Vous souhaitez travailler durant les périodes de vacances scolaires et universitaires pour vous faire un peu d’argent de poche tout en découvrant le monde de travail ? Sachez que vous pouvez trouver un emploi dès 14 ans, mais notez bien qu’il existe des obligations à respecter par les employeurs avant de recruter un jeune salarié l’été. Revue des points essentiels à bien retenir.

Quel âge minimum pour travailler l’été ?

Comme dit plus haut, il est possible pour un jeune de travailler dès ses 14 ans à condition de bénéficier d’un certain nombre minimum de vacances scolaires. En effet, l’emploi des mineurs ayant moins de 14 et 16 ans est ainsi autorisé si ces derniers travaillent durant les périodes de vacances scolaires ayant au moins 14 jours ouvrables ou non, et qu’ils ont un repos continu d’une durée supérieure à la durée totale des vacances. À titre d’exemple, si un jeune a 15 jours de vacances, son contrat ne peut donc pas surpasser 7 jours.

Quelles sont les formalités à remplir ?

Si vous êtes entre 14 et 16 ans, il faut souligner que l’employeur doit demander au représentant légal et aussi à l’inspecteur du travail une autorisation de recrutement. Dans le cas de l’inspecteur du travail, la demande doit être réalisée 15 jours avant l’embauche. De ce fait, l’employeur doit bien préciser la nature et les conditions de travail, l’horaire et la rémunération, sans oublier la durée du contrat. Outre cela, l’accord du représentant légal du jeune est également indispensable.

Quel contrat de travail ?

Un job d’été est considéré bien évidemment comme un vrai travail. Ainsi, un contrat de travail doit être nécessaire, voire même obligatoire. Sachez que le contrat signé par le jeune et l’employeur est un contrat à durée déterminée ou CDD. Les éléments suivants doivent être mentionnés : premièrement, le motif de recrutement, deuxièmement la durée du contrat et troisièmement l’éventuelle, la période d’essai.

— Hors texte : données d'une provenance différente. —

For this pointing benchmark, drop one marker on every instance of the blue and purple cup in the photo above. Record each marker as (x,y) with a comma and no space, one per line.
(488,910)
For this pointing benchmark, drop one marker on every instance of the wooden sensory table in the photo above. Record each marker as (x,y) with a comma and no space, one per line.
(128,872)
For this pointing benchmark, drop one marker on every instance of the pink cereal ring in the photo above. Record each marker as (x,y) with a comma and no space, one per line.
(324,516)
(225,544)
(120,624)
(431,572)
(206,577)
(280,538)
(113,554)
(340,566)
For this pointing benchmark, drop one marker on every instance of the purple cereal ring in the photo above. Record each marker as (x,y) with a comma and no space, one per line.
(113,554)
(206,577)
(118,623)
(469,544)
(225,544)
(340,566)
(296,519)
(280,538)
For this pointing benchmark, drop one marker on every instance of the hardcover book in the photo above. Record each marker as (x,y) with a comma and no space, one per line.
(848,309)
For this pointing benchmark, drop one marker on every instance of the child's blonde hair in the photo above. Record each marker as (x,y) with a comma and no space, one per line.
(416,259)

En outre, le jeune salarié doit avoir les mêmes obligations et formalités que les autres salariés à savoir le respect du règlement intérieur, la nécessité d’une déclaration préalable à l’embauche, l’obligation de passer une visite médicale d’embauche, l’inscription du salarié sur le registre unique du personnel, etc. et il peut également profiter des mêmes avantages tels que la cantine, la pause, les jours fériés.

Quelles conditions de travail pour un job d’été ?

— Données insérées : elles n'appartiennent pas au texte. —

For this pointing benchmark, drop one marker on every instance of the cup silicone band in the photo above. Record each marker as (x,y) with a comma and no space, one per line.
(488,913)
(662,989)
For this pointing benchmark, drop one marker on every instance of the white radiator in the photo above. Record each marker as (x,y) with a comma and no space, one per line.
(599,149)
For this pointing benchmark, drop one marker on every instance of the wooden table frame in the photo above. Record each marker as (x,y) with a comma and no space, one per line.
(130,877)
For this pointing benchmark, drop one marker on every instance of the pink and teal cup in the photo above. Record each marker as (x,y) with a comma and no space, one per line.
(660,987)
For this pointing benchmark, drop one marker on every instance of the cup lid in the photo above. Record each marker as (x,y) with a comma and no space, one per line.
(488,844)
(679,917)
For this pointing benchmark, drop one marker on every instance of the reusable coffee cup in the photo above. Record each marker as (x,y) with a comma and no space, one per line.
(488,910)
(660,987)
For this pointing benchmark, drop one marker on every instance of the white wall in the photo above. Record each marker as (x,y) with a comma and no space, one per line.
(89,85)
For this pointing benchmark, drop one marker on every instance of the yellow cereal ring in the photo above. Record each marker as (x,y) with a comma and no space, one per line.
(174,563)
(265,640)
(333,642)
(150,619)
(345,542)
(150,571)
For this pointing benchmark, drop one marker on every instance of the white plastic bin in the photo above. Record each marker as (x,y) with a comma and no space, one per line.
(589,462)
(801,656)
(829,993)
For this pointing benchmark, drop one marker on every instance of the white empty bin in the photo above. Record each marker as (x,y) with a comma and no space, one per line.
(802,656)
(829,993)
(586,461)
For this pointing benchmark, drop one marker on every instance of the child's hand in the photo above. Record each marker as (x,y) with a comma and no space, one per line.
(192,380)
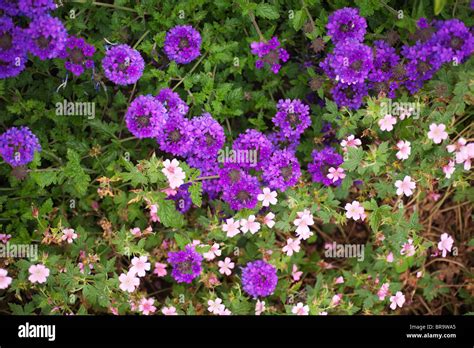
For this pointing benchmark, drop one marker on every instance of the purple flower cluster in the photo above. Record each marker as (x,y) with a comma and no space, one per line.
(78,55)
(269,53)
(18,146)
(358,69)
(322,161)
(123,65)
(186,264)
(145,117)
(259,279)
(183,44)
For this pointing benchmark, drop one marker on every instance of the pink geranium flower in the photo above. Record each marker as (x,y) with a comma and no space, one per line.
(38,273)
(5,281)
(267,197)
(437,133)
(292,246)
(387,123)
(405,187)
(397,300)
(445,244)
(226,266)
(160,269)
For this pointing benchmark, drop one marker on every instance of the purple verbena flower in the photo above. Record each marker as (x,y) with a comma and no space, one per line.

Comme évoqué tout à l’heure, les jeunes qui travaillent sont également soumis aux mêmes obligations que les autres salariés. Mais les jeunes ayant moins de 18 ans bénéficient toutefois de protections distinctives. En effet, si l’étudiant est de 14 à 18 ans, il ne peut pas travailler plus de 7 heures par jour, dont 4 heures et demie consécutives. Cela fait 35 heures par semaine. Bien évidemment, il ne travaille pas durant la nuit et il lui est fortement interdit d’effectuer des tâches susceptibles qui peuvent mettre en péril leur santé ainsi que leur développement.

Notez bien que la durée légale de repos hebdomadaire est de 24 heures consécutives, sauf si l’étudiant travaille dans le cadre de l’hôtellerie ou de la restauration. Et il doit avoir de 2,5 jours de congé par mois travaillé.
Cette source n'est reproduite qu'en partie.